Gilman A T, Kim J, Jiang S Y, Abramovitz S E, White R S
Department of Anesthesiology, NewYork-Presbyterian, Weill Cornell, New York, NY, USA.
Department of Population Health Sciences, NewYork-Presbyterian, Weill Cornell, New York, NY, USA.
Int J Obstet Anesth. 2025 May;62:104362. doi: 10.1016/j.ijoa.2025.104362. Epub 2025 Mar 27.
Enhanced recovery after cesarean delivery (ERAC) is an evidence-based pathway that aims to improve the quality of care for all patients. Standardization of care has been seen as a tool to promote equality and equity. Our goal was to evaluate racial differences in severe maternal morbidity (SMM) among patients before and after implementation of an ERAC program.
A retrospective study was performed among cesarean delivery patients pre- and post-ERAC implementation at two large academic hospitals in New York City from October 2016 to September 2020. Logistic regression models were created to compare peripartum SMM complications pre-ERAC, post-ERAC, and overall, by race.
The sample consisted of 7,812 cesarean delivery patients, of which 4,640 were pre-ERAC (59.4%) and 3172 were post-ERAC (40.6%). Within the overall population, Black (aOR 1.57, 95% CI 1.07 to 2.28; P=0.018) and Asian (aOR 1.61, 95% CI 1.20 to 2.14; P=0.001) patients had higher odds of SMM compared to white patients. Pre-ERAC, Black (aOR 1.92, 95% CI 1.16 to 3.14; P=0.010) and Asian patients (aOR 1.86, 95% CI 1.26 to 2.74; P=0.002) had higher odds of SMM relative to white patients. Post-ERAC, this relationship was no longer statistically significant [Black (aOR 1.13, 95% CI 0.61 to 2.01; P=0.69) and Asian (aOR 1.39, 95% CI 0.88 to 2.17; P=0.15)].
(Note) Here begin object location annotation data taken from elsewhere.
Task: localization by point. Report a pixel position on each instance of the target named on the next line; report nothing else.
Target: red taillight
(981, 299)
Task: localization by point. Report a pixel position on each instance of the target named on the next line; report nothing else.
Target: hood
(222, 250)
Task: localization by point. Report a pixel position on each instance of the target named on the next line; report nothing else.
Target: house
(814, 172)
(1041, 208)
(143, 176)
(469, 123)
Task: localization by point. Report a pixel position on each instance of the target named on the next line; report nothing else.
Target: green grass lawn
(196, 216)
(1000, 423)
Implementation of the ERAC protocol improved SMM outcomes by race. Standardization of practices in ERAC protocols can help address disparities by reducing variations in obstetrical care.
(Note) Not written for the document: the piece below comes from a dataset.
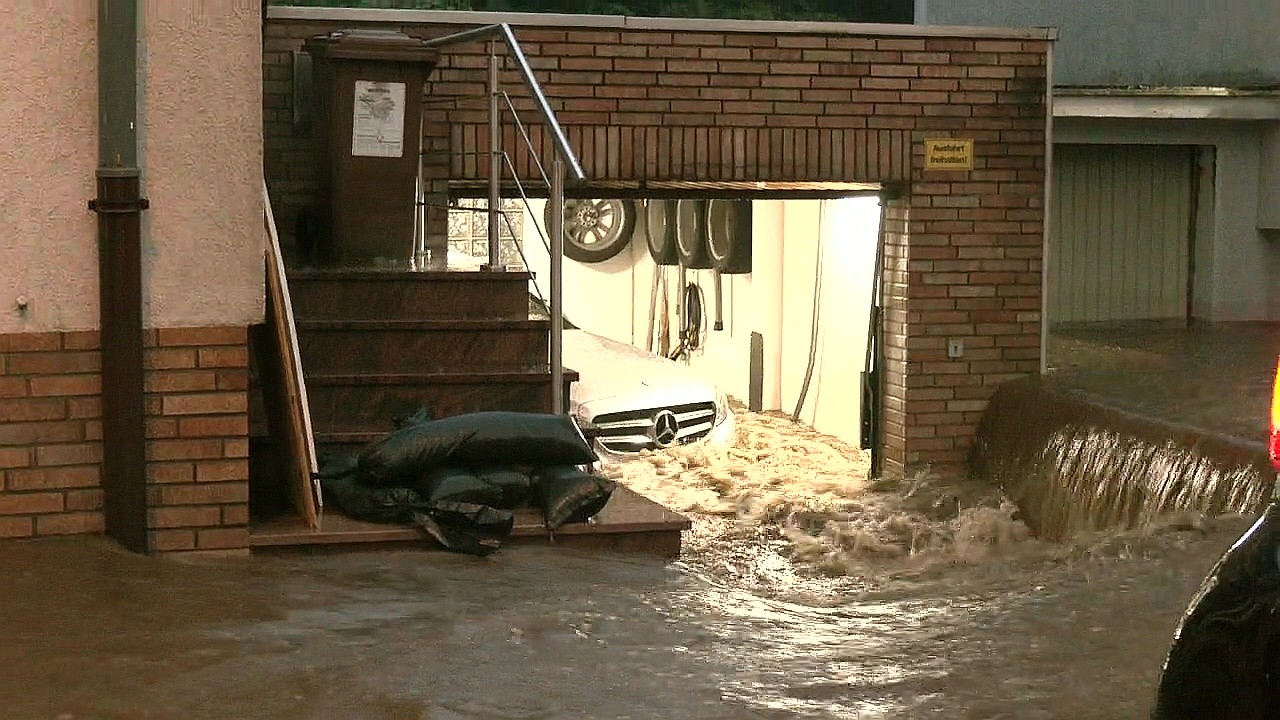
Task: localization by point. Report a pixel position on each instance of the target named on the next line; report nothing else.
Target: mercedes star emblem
(666, 428)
剖宫产术后加速康复(ERAC)是一种循证路径,旨在提高所有患者的护理质量。护理标准化被视为促进平等和公平的一种手段。我们的目标是评估实施ERAC项目前后患者中严重孕产妇发病率(SMM)的种族差异。
对2016年10月至2020年9月在纽约市两家大型学术医院实施ERAC项目前后的剖宫产患者进行了一项回顾性研究。建立逻辑回归模型,按种族比较ERAC实施前、实施后及总体围产期SMM并发症情况。
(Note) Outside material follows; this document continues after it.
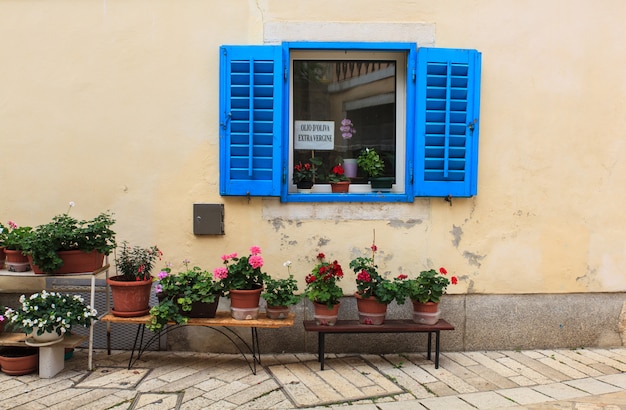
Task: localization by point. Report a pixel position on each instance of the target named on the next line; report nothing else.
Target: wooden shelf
(221, 319)
(19, 340)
样本包括7812例剖宫产患者,其中4640例在ERAC实施前(59.4%),3172例在ERAC实施后(40.6%)。在总体人群中,与白人患者相比,黑人(调整后比值比[aOR]为1.57,95%置信区间[CI]为1.07至2.28;P=0.018)和亚洲人(aOR为1.61,95%CI为1.20至2.14;P=0.001)患者发生SMM的几率更高。ERAC实施前,与白人患者相比,黑人(aOR为1.92,95%CI为1.16至3.14;P=0.010)和亚洲患者(aOR为1.86,95%CI为1.26至2.74;P=0.002)发生SMM的几率更高。ERAC实施后,这种关系不再具有统计学意义[黑人(aOR为1.13,95%CI为0.61至2.01;P=0.69)和亚洲人(aOR为1.39,95%CI为0.88至2.17;P=0.15)]。
ERAC方案的实施按种族改善了SMM结局。ERAC方案中的实践标准化有助于通过减少产科护理差异来解决差异问题。